Now, Echols is scheduled to be back in Arkansas for the first time since his release in 2011 for a protest Friday in Little Rock over the seven executions scheduled over a 10 day period this month. The first two executions are scheduled for Monday.
"Hearing that many people are going to be executed at one time, it's like you're hearing that they've decided. They're going to have a conveyor belt of death," Echols said.
Echols lived with some of the seven men scheduled for execution this month. He said he saw several condemned men while he was on death row make the walk of death row heading to the execution chamber.
"You wish there was something you could do to help," he said. "You share that person's terror because you know them. You're with them on a daily basis."
Echols is reluctant to return to Arkansas, but he wants to bring focus to the death row inmates he lived next to on death row.
"There's always the horrendous fear that I'm, for some reason, going to be trapped there and never be able to get out again," Echols said.
One of the death row inmates, Jack Jones Jr, committed the murder and rape of bookkeeper Mary Phillips in Bald Knob, Arkansas, just about an hour and a half from Memphis. It's a crime many in the Bald Knob community will never forget.
Governor Asa Hutchinson has scheduled the seven executions to happen before the state's supply of midazolam expires at the end of the month. Midazolam is a sedative used in lethal injections.
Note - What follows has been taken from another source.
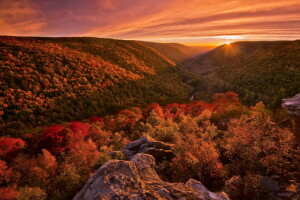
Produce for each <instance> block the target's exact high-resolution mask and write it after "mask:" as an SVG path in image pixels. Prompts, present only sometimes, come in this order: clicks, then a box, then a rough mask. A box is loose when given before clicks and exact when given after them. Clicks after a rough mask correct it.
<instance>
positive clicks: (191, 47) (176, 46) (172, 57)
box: [140, 42, 216, 63]
mask: <svg viewBox="0 0 300 200" xmlns="http://www.w3.org/2000/svg"><path fill="white" fill-rule="evenodd" d="M140 43H142V44H145V45H147V46H149V47H152V48H154V49H156V50H157V51H159V52H160V53H162V54H163V55H165V56H167V57H168V58H170V59H171V60H172V61H174V62H176V63H181V62H183V61H184V60H187V59H189V58H192V57H194V56H197V55H200V54H203V53H206V52H208V51H210V50H212V49H214V48H216V47H215V46H186V45H183V44H179V43H156V42H140Z"/></svg>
West Memphis resident Lydell Gray doesn't think much of the state's plan for the executions.
"It's just ridiculous. It's like it's a big rush for what," Gray said.
Despite being in favor of the death penalty, Gray said the way these are scheduled is too much.
"I think it's a little extreme. I don't think they should be going that rapidly, especially with the concern about the different drugs they are using," Gray said.